Published: 20 January 2010



Cardiovascular disease (CVD) remains a major cause of morbidity and a leading contributor to mortality worldwide. Over the next 2 decades, it is projected that there will be a rise in CVD mortality rates in the developing countries, linked to demographic changes and progressive urbanization. Nigeria has witnessed tremendous socio-economic changes and rural-urban migration which have led to the emergence of non-communicable diseases. We set out to determine the prevalence of modifiable CVD risk factors among apparently healthy adult Nigerians. This is a descriptive cross-sectional study carried out at Katsina, northwestern Nigeria from March to May 2006. Subjects for the study were recruited consecutively from local residents, hospital staff and relations of in-patients of the Federal Medical Centre, Katsina using convenience sampling. Socio-demographic information, anthropometric measurements and blood pressure were obtained from the subjects in a standardized manner. Venous samples were collected for necessary investigations and analyzed at the hospital central laboratory.
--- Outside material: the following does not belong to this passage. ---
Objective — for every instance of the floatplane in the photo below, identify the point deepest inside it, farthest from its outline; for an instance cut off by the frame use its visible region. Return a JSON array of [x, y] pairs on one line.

Three hundred subjects (129 males and 171 females) with a mean age of 37.6 ± 10.6 (range 18-75) years were studied. Prevalence of the modifiable cardiovascular risk factors screened for were as follows: generalized obesity 21.3% (males 10.9%, females 29.2%, p < 0.05), truncal obesity 43.7% (males 12.4%, females 67.3%, p < 0.05), hypertension 25.7% (males 27.9, females 24%, p > 0.05), type 2 diabetes mellitus 5.3% (males 5.4%, females 5.3%, p > 0.05), hypercholesterolaemia 28.3% (males 23.3%, females 32.2%, p < 0.05), elevated LDL-cholesterol 25.7% (males 28%, females 24%, p > 0.05), low HDL-cholesterol 59.3% (males 51.9%, females 65%, p < 0.05), hypertriglyceridaemia 15% (males 16.3%, females 14%, p > 0.05) and metabolic syndrome 22% (males 10.9%, females 30.4%, p < 0.05).


We found high prevalence of CVD risk factors among apparently healthy adult Nigerians. In order to reduce this high prevalence and prevent subsequent cardiovascular events, encouragement of a healthy lifestyle is suggested.